Years hence, the ladies with their lionskins may come across a lovely young woman with a fiercely inquisitive young man on her arm, and she may notice that they never cease to touch one another in small ways, even as she chooses oranges and he squeezes quinces in the market. And she may ask Is this my child? But it is not for her to know, and in such a manner no one family rules Palimpsest for long.

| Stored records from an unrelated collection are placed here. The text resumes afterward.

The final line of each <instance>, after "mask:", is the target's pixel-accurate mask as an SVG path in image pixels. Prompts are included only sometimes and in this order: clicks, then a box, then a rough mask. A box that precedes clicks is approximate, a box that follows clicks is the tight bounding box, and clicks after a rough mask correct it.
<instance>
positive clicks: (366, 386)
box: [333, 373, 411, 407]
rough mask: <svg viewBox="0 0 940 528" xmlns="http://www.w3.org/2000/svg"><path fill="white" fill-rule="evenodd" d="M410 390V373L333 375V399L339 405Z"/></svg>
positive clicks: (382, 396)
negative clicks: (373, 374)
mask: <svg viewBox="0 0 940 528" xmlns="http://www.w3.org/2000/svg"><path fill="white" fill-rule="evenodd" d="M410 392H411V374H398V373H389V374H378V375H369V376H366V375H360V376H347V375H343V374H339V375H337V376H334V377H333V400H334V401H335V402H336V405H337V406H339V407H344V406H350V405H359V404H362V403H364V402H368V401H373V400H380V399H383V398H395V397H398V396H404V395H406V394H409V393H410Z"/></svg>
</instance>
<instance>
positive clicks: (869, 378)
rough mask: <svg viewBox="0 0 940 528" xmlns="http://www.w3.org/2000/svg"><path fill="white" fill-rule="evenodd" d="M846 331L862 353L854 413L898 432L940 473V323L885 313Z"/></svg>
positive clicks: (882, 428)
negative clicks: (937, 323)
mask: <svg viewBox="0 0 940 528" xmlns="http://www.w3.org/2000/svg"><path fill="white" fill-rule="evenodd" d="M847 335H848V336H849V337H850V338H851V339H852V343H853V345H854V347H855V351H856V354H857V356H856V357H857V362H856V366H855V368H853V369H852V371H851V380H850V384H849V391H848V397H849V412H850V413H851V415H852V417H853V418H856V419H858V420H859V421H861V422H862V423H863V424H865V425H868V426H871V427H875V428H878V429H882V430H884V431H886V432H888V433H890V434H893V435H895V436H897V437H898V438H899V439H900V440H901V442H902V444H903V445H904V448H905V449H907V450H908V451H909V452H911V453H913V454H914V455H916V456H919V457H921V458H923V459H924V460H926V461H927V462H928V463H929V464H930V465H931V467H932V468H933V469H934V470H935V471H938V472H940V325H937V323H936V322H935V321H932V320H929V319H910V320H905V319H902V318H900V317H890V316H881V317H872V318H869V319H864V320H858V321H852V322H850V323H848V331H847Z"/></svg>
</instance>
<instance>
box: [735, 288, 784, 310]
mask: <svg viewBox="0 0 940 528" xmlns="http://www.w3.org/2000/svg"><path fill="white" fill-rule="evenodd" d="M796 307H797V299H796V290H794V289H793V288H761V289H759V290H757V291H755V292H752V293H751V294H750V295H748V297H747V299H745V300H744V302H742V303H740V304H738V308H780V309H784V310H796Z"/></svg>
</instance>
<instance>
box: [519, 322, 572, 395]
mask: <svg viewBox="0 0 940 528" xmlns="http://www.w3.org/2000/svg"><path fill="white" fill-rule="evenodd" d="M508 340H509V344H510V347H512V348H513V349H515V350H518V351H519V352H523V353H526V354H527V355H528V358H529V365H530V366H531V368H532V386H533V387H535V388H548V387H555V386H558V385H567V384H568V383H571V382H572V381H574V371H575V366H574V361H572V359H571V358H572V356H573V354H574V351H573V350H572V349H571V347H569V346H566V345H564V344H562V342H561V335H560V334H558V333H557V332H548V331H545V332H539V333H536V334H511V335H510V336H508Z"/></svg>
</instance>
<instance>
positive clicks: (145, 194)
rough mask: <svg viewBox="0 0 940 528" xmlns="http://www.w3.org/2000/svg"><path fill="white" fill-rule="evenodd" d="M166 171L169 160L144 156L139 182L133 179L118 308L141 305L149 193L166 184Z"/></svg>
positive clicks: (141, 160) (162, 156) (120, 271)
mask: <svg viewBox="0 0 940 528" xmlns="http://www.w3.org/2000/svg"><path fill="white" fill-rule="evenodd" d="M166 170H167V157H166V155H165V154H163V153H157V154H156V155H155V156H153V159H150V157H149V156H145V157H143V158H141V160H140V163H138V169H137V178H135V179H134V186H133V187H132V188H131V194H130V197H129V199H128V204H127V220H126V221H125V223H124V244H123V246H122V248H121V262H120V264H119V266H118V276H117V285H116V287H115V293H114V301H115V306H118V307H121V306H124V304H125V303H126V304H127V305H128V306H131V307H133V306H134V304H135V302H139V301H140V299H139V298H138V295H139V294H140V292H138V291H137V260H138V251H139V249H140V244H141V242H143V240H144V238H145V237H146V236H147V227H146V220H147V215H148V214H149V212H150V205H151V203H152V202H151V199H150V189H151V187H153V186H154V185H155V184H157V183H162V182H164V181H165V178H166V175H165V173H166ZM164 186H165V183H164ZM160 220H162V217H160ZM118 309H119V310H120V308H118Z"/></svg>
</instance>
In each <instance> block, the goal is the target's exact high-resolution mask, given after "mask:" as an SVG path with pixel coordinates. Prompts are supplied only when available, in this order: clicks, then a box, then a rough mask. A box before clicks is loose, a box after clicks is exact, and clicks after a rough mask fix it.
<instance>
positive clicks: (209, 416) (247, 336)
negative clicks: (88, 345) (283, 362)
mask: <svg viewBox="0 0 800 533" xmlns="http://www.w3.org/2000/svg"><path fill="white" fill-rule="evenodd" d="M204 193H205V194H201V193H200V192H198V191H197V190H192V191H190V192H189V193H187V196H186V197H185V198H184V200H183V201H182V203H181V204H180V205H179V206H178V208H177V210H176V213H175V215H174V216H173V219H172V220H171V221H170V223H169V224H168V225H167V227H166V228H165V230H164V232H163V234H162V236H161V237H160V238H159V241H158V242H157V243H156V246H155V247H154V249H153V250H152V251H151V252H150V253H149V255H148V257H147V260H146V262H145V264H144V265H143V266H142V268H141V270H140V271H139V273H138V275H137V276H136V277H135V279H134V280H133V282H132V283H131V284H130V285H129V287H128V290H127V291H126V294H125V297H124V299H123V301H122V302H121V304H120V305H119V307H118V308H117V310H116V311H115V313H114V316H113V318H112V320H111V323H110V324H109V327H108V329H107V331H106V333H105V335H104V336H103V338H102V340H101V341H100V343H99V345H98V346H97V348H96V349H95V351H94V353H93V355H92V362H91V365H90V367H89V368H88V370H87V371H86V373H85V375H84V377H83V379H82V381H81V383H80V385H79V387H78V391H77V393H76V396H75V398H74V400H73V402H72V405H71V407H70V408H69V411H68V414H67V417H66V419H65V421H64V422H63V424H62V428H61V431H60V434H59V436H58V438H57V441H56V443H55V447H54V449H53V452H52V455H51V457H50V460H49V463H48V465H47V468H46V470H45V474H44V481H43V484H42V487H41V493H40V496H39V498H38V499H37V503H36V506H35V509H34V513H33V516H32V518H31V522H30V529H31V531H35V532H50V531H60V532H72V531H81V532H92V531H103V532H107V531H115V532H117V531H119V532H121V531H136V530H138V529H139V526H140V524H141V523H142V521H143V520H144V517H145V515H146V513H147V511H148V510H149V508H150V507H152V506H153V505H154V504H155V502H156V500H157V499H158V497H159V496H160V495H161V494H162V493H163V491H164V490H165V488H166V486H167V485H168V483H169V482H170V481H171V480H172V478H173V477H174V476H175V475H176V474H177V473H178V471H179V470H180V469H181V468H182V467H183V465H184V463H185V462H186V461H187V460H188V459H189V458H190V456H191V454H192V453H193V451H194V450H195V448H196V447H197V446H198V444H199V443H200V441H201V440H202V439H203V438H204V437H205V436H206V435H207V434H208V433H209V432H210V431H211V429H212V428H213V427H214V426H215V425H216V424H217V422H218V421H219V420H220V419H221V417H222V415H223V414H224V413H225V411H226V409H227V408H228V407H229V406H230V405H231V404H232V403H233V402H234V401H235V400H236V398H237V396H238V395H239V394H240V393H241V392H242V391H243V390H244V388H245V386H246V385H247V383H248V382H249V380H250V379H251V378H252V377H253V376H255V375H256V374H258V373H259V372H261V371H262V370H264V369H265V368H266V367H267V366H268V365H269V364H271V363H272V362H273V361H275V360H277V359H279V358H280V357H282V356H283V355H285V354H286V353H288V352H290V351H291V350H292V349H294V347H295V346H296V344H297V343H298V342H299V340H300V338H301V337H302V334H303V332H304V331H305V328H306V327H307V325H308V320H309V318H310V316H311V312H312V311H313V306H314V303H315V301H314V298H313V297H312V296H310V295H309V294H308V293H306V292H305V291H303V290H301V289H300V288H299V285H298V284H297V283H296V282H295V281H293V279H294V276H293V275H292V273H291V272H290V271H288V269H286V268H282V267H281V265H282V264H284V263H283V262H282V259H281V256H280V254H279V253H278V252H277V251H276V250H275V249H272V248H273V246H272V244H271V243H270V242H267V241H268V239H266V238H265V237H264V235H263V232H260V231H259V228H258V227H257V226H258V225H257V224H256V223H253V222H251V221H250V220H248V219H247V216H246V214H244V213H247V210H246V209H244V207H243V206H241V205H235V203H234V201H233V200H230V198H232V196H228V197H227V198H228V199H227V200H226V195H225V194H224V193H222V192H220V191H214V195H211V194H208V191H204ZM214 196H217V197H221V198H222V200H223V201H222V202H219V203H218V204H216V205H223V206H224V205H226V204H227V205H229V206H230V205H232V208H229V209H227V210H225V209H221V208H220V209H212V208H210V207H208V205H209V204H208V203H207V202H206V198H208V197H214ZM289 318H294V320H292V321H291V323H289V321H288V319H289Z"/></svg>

Save Casimira, always save her.
There is a cat asleep in the bull's bronze mouth. Its paws flop over the hoop of the ring thrust through his flaring nostrils. November scratches its ears; it yawns. Her fingers still tingle with the bees’ exhalations; she wonders if she will ever get used to the feeling of it, of being possessed of a million arms which may reach out to anything. She pauses and listens within herself-but the bees are still in drunken celebration of her coronation and have nothing useful for her. A girl is dancing Cossack-style for coins on Zarzaparrilla Street. An old man has died of drink in the doorway of a bookshop on Vituperation and 9th. Nothing she cares for or can use. Instead, November considers the names: Oleg Sadakov. Amaya Sei. Ludovico Conti. She whispers them, like little rosaries. She almost thinks she knows what to do.